Presiden Prabowo Subianto meresmikan 26 ribu unit rumah subsidi melalui program KPR FLPP di Bogor, Jawa Barat/ Foto: Istimewa
MEDIAAKSARA.ID – Presiden RI Prabowo Subianto menegaskan komitmennya menyediakan hunian layak bagi masyarakat berpenghasilan rendah (MBR) . Pemerintah menargetkan pembangunan 3 juta rumah subsidi sebagai cita-cita besar dalam periode kepemimpinannya.

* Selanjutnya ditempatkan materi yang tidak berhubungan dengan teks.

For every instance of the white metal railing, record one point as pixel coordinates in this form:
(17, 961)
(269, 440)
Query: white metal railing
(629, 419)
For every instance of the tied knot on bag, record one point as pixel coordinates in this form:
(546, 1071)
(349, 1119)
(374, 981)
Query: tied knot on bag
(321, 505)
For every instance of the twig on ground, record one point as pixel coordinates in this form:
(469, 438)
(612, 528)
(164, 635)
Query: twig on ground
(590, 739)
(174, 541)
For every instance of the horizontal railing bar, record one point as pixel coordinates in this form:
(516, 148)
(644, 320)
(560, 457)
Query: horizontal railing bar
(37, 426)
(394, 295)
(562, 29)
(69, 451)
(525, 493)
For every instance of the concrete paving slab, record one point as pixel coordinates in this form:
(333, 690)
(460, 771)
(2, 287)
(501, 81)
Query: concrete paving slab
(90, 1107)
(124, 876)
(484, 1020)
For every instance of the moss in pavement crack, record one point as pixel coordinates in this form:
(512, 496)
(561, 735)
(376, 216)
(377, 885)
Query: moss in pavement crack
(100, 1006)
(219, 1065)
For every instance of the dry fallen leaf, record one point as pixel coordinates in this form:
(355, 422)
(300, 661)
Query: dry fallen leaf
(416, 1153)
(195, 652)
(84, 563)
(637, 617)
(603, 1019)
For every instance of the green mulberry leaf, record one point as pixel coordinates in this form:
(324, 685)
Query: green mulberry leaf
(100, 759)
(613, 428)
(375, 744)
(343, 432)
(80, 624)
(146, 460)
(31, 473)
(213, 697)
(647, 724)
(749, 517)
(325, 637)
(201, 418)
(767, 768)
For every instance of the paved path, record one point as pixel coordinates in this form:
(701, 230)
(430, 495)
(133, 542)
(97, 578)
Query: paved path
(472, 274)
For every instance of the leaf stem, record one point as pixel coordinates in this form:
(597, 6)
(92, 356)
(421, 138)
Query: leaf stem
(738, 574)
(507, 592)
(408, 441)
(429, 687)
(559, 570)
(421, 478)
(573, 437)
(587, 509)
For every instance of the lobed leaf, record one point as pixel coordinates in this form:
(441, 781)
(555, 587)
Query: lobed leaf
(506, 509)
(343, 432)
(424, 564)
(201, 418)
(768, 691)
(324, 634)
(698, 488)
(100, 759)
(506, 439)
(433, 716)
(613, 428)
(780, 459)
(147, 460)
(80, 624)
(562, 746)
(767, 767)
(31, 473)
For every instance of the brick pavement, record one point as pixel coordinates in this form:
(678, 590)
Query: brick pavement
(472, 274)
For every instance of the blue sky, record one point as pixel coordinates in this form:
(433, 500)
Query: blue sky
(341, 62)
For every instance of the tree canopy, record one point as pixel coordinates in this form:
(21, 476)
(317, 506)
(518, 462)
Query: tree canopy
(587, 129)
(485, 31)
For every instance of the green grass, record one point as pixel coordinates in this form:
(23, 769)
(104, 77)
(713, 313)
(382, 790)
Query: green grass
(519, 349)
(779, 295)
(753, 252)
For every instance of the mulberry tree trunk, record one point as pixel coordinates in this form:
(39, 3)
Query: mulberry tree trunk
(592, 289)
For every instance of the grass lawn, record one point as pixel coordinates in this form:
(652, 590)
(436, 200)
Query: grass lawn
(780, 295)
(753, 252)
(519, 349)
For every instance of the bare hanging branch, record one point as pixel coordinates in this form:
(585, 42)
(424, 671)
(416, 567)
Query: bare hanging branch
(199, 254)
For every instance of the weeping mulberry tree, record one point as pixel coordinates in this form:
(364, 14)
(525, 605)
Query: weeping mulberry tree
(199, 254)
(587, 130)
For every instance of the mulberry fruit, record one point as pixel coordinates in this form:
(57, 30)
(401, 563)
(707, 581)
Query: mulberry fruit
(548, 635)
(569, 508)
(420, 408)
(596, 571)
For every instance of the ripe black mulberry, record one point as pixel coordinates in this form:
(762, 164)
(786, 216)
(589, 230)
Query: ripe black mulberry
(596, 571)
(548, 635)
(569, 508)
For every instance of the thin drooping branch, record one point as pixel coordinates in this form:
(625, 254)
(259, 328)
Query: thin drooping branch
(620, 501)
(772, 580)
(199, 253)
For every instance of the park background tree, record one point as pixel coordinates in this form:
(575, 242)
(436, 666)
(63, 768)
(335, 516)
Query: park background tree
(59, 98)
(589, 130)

Sebagai langkah nyata, Presiden Prabowo meresmikan akad massal 26 ribu unit Kredit Pemilikan Rumah Fasilitas Likuiditas Pembiayaan Perumahan (KPR FLPP) sekaligus menyerahkan kunci rumah secara simbolis kepada warga. Acara berlangsung di Pesona Kahuripan 10, Cileungsi, Kabupaten Bogor, Senin (29/9/2025).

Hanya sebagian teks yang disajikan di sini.